Ich bin der Meinung das ein Mix die beste Garantie ist, das der Hund selten krank ist. Klar kann man auch da Pech haben, ist aber eher selten. Da gibt es eben keine Überzüchtung.
Wir hatten immer Hunde vom Tierschutz und sind IMMER sehr gut damit gefahren. Die Tiere waren sehr wenig krank.

Jetzt haben wir auch einen Straßenmix und sie ist einfach etwas Besonders. Es gibt einfach keinen einen Hund der so aussieht und auch vom Verhalten her: Unkompliziert. Sie versteht sich mit jedem, wie die anderen Hunde vor ihr auch.
Wir haben für sie gerade mal 200 Euro Gebür bezahlt.

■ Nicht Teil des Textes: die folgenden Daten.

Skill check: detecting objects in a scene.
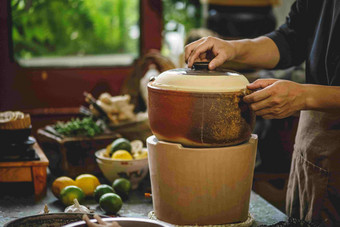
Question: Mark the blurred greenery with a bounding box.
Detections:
[11,0,139,59]
[11,0,201,59]
[163,0,202,33]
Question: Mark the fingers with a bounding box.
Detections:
[185,38,205,64]
[247,79,278,90]
[187,39,212,68]
[243,89,271,103]
[209,54,225,70]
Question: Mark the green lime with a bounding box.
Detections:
[110,138,131,156]
[59,185,85,206]
[99,192,123,214]
[112,178,131,200]
[93,184,115,202]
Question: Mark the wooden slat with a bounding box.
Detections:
[0,143,49,167]
[32,166,47,200]
[0,167,32,182]
[206,0,281,7]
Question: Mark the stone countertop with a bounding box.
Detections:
[0,173,288,226]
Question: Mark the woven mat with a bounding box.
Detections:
[148,211,254,227]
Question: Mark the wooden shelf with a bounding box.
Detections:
[0,143,49,200]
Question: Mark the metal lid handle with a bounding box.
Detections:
[192,61,209,70]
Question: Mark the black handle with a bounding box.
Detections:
[192,61,209,70]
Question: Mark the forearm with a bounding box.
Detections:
[303,84,340,112]
[230,36,280,69]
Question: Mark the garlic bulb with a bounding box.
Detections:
[64,199,90,214]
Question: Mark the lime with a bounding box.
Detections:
[110,138,131,156]
[99,193,123,214]
[94,184,115,202]
[52,176,76,198]
[59,185,85,206]
[111,150,133,160]
[76,174,100,196]
[112,178,131,200]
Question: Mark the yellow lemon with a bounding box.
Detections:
[112,178,131,200]
[60,185,85,206]
[76,174,100,196]
[111,150,133,160]
[52,176,76,198]
[133,149,148,159]
[99,193,123,214]
[110,138,131,155]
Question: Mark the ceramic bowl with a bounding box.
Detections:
[95,149,149,189]
[64,217,170,227]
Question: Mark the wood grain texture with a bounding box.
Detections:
[0,167,32,182]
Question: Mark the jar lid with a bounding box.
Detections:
[150,62,249,92]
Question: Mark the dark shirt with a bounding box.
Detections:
[267,0,340,86]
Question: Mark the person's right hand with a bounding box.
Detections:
[185,36,236,70]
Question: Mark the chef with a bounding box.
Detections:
[185,0,340,226]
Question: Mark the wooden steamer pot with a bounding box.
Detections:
[147,62,257,225]
[148,63,255,147]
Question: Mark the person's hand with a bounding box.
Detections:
[243,79,306,119]
[185,36,236,70]
[83,214,120,227]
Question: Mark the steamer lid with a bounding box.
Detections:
[149,62,249,92]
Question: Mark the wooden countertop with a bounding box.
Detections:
[0,171,288,226]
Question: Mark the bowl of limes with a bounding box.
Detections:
[95,138,149,189]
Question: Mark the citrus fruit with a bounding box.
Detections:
[76,174,100,196]
[130,140,143,154]
[112,178,131,200]
[52,176,76,198]
[111,150,133,160]
[94,184,115,202]
[133,149,148,159]
[111,138,131,155]
[103,144,112,157]
[99,193,123,214]
[59,185,85,206]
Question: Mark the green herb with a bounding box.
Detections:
[54,117,103,137]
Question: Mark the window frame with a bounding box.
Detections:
[0,0,162,113]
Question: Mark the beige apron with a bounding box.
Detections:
[286,111,340,226]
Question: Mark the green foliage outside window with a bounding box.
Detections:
[163,0,202,33]
[11,0,139,59]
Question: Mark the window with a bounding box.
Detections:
[11,0,140,67]
[162,0,202,66]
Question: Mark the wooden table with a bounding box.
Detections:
[0,143,49,200]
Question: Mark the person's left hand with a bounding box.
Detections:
[243,79,306,119]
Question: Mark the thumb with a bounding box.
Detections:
[247,79,278,90]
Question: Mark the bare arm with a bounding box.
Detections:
[244,79,340,119]
[185,36,280,70]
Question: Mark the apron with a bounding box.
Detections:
[286,110,340,226]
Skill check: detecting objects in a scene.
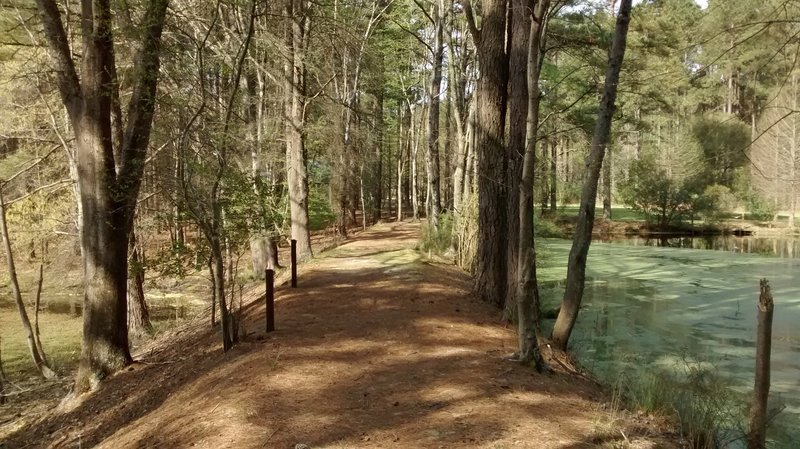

Kastriert, gechippt und geimpft sind die Tiere da auch schon.

Papiere sind mir also nicht wichtig.
Auch würde ich für einen Hund keine 1000 Euro zahlen, geschweige den mehr.
Ich würde aber grundsätzlich kein Rassetier haben wollen, auch keinen Labi.

LG Sonja

  • >> Ich bin der Meinung das ein Mix die beste Garantie ist, das der Hund selten krank ist <<

    Ein "Mix" entsteht doch aus mindestens 2 HundeRASSEN, wer sagt denn, dass du nicht in einem Hund gleich beide möglichen rassebedingten Krankheitsbilder vereinst?

    Ich hatte einen DSH-Mix aus dem Tierheim, da soll Labrador oder Rottweiler dringewesen sein (und vielleicht noch was) - sie hatte ab einem Alter von 8 Jahren Rücken- und Gelenkprobleme.

    Für mich persönlich heißt das, dass JEDER Hund, egal woher, egal was drin ist, nicht unbedingt gesünder oder kranker sein muss - ist wie bei allem einfach reine Glücksache.

    • Ich seh das so: Mixe kommen meist nicht von gezüchteten reinrassigen Tieren. Die Eltern sind meist auch Mixe. Straßenhunde eben.
      Die gezüchteten werden ja meist mit der passenden Rasse wieder gepaart.
      Ich denke ich kann schon behaupten das die meisten Mixe keine Rassetypischen Krankheiten bekommen können. Ganz auszuschließen ist das sicher nicht, da geb ich dir Recht.
      Die meisten Rassen sind einfach überzüchtet und das ist für mich ein Grund lieber einen Mix zu nehmen. Mit denen habe ich nämlich die besten Erfahrungen gemacht.
      Da entscheidet noch die Natur und nicht der Mensch, der eine bestimmte Rasse haben will und darauf hin züchtet.